Equipe de suprimentos fraudou construtora por três anos

Por Marcos Rossa*

Convidado: *Marcos Rossa

Descrição do Caso

João trabalha como analista de suprimentos em uma construtora há dois anos. Ele notou uma mudança no comportamento de seus gestores no último ano. Seu coordenador refez a divisão de trabalho, João ficou responsável pelo processo de compras de alguns materiais e o outro analista de suprimentos ficou responsável pelos materiais de valor maior agregado.

João não participava mais de reuniões com fornecedores. Após essas reuniões, era comum o coordenador e o gerente de suprimentos saírem para almoçar ou irem a happy hour com os representantes dos fornecedores. Se João recebesse um processo de compra de valor mais elevado, o coordenador assumia o processo.

Um dia ele ouviu uma conversa entre o coordenador e o gerente, o gerente estava cobrando sua parte do negócio. João decidiu fazer uma denúncia anônima.

A área responsável fez uma investigação interna, ao analisar os e-mails e processos de compras, e encontraram diversas incongruências. Uma empresa de investigação externa foi contratada.

A investigação externa comprovou que existia um esquema que envolvia alguns fornecedores, o gerente de suprimento, um coordenador e um analista de suprimentos. Os fornecedores pagavam 5% do valor do contrato para esses colaboradores, que repartiam entre si os valores recebidos. O esquema, que durou 3 anos, gerou prejuízos financeiros para a empresa.

A direção da empresa decidiu demitir os dois colaboradores, com receio de processos trabalhistas e de uma exposição na mídia, não tomou outras providências em relação ao ocorrido.

Discussão do Caso

O que o colaborador deve fazer nessa situação?

Em uma situação de suspeita de possível fraude ou conluio com fornecedores, ainda mais envolvendo profissionais de área de suprimentos/compras, minha sugestão pessoal é que sempre seja reportado a área de Compliance, ou a área responsável por apuração de denúncias e investigação. Esta é a única defesa consistente de qualquer um que tenha conhecimento de desvios comportamentais ou atos ilícitos na empresa. Lembro que a omissão também tem consequências e não pode ser aceita. O ideal é utilizar o canal de denúncias / linha ética designado e divulgado pela companhia, preferencialmente administrado por uma empresa terceirizada e independente, garantindo a confidencialidade do relato, e podendo-se optar pela identificação ou anonimato. É importante que a empresa deixe claro que retaliações para denúncias de boa-fé não serão toleradas.

Outro ponto importante é que se não houver a denúncia, há uma grande possibilidade de demora para que a empresa tenha ciência do ato ilícito e os envolvidos podem já terem saído para aplicar o mesmo golpe em outras empresas.

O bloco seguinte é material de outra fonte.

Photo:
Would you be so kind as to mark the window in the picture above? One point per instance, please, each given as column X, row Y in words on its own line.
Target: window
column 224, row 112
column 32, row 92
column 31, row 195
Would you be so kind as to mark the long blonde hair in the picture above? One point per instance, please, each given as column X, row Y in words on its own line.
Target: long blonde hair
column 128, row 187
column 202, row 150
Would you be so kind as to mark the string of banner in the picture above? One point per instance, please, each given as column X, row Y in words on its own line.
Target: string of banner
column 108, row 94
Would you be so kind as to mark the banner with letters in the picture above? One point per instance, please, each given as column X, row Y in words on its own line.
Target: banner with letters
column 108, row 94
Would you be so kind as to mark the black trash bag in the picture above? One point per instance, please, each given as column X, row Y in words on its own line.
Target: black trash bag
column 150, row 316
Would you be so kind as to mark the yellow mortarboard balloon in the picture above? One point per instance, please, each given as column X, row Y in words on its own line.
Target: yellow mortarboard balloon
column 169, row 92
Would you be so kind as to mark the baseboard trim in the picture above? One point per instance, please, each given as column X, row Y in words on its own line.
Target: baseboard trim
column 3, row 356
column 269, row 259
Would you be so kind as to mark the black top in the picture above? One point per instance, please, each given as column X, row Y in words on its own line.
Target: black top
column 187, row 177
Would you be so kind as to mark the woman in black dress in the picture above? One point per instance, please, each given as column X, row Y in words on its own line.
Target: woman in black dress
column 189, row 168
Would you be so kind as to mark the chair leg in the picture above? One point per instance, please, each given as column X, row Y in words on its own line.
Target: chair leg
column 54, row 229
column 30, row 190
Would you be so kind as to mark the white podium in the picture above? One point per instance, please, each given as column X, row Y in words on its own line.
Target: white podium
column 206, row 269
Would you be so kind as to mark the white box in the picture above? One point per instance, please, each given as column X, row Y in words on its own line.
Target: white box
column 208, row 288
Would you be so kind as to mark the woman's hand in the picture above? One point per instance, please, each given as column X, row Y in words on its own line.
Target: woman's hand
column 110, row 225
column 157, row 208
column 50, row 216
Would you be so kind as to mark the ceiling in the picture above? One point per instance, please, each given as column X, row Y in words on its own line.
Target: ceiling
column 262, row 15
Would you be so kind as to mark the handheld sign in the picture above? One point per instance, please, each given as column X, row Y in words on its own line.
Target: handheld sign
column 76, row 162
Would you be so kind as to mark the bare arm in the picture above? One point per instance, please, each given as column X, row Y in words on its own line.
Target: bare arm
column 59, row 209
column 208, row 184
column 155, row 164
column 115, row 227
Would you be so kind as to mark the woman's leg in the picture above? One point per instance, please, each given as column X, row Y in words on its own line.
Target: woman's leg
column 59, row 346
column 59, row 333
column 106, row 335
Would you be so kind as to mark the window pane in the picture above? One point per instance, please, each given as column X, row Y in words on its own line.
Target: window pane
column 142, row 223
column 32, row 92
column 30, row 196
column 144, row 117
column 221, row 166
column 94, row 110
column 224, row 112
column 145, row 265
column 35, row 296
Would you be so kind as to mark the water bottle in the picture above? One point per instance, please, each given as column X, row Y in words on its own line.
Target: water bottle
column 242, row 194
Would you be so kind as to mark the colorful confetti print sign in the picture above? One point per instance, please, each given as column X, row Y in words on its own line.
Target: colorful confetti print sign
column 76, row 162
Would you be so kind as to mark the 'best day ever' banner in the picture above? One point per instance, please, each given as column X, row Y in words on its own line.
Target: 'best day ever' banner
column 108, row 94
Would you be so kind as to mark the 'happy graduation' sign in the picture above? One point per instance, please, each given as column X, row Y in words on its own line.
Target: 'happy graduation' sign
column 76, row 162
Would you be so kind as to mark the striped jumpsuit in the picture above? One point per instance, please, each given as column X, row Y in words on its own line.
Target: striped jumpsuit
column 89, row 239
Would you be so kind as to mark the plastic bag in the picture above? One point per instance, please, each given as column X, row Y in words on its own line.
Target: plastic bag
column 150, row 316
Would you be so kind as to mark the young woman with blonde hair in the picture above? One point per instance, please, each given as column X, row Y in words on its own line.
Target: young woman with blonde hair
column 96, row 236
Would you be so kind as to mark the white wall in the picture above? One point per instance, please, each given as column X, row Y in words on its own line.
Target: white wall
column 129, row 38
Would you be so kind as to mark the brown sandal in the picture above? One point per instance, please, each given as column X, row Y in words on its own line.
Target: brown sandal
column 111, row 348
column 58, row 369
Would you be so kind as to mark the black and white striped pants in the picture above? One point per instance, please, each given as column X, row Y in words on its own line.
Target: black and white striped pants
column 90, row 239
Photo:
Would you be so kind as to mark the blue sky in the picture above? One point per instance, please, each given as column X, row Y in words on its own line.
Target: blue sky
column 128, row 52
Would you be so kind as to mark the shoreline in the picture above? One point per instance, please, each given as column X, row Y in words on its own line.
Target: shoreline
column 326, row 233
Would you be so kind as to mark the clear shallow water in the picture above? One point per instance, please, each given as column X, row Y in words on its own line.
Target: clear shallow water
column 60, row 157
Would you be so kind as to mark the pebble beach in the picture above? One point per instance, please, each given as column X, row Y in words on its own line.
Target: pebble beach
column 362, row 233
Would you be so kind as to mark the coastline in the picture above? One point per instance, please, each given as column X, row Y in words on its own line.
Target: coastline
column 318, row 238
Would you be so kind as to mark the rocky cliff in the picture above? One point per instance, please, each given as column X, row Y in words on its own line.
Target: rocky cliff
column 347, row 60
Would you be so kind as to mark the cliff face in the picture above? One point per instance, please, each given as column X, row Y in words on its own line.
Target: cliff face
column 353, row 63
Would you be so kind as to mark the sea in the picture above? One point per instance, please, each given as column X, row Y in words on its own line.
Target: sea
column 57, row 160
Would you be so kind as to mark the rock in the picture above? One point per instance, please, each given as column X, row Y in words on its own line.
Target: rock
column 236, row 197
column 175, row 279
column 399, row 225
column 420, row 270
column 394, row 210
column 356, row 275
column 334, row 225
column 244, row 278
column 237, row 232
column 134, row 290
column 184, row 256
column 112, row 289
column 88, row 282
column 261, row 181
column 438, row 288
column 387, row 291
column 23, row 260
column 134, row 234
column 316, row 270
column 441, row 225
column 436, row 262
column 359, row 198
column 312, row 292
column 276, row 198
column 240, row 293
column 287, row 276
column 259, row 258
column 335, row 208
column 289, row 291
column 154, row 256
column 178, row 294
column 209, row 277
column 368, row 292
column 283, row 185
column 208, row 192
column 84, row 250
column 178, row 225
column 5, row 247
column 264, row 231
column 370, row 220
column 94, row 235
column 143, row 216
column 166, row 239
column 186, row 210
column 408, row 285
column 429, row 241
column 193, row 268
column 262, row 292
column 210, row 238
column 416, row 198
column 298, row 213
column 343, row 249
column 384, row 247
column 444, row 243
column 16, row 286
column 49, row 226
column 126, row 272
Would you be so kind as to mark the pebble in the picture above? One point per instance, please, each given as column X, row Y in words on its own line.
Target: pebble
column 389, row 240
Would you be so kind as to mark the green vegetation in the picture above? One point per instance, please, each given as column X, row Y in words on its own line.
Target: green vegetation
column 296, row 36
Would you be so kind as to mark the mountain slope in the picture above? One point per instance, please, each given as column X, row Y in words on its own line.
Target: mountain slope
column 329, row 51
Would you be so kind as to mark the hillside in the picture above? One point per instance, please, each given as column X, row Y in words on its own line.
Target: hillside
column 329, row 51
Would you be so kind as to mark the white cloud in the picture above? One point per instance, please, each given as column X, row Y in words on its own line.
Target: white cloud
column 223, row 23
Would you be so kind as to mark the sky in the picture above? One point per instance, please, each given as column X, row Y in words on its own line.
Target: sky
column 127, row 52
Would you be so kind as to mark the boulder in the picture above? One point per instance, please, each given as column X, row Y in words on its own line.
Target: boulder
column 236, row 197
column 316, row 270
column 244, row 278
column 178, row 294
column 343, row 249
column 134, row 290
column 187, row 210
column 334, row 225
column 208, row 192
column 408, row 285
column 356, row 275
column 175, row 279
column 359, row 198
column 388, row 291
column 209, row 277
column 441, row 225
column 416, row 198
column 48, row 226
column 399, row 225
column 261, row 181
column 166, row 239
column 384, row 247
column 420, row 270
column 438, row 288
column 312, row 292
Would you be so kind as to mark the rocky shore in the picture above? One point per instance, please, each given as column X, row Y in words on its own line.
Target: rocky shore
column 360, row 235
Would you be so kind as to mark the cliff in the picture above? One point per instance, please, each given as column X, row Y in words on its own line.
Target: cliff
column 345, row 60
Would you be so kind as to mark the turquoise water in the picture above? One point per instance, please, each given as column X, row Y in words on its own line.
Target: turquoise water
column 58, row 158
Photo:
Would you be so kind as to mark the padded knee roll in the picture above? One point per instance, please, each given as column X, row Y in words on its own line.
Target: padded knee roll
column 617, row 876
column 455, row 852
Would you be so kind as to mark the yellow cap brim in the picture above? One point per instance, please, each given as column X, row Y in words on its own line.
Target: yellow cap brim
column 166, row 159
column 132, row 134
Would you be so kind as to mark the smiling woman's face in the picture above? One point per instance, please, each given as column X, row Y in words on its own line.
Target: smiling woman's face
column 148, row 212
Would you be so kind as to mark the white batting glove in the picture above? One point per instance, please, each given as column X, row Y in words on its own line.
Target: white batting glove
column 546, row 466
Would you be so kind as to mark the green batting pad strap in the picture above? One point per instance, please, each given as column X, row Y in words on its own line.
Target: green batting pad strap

Lembro também a importância da área de gestão das denúncias na empresa sempre dar uma resposta aos denunciantes, de forma a se preservar a credibilidade da ferramenta na empresa.

Como a empresa deve agir quando recebe esse tipo de situação?

Na minha opinião pessoal, sempre que a área de Compliance (ética & integridade) ou correspondente na empresa, receber este tipo de denúncia deve-se iniciar um processo formal de investigação (podendo optar por contratar terceiros especializados para isso, como foi este caso).

É importante se planejar e preparar para a investigação, realizando análise de dados anteriormente a qualquer entrevista com possíveis envolvidos, podendo solicitar mais informações ou esclarecimentos ao denunciante (via canal de denúncia). O processo de entrevistas também deve seguir um protocolo específico, conforme melhores práticas, preparando-se o ambiente a ser usado, as pessoas (sempre mais que uma) que conduzirão as entrevistas com tipos de perguntas específicas e exploratórias e a documentação dos relatos.

Caso haja evidência suficiente de culpabilidade de alguma parte, deve-se relatar a alta administração e implementar as medidas disciplinares adequadas a criticidade do delito (desde reforço de treinamentos, advertências verbal ou escrita, suspensão ou o desligamento da empresa com ou sem justa causa). Ao se ter evidência e não se aplicar medidas disciplinares pode-se ter um impacto negativo no clima organizacional, onde os colaboradores passam a duvidar da postura ética da empresa. Neste caso, se haviam 3 colaboradores envolvidos (Gte. Suprimentos, Coordenador e Analista) todos, conforme suas participações, devem ter consequências e medidas disciplinares adequadas.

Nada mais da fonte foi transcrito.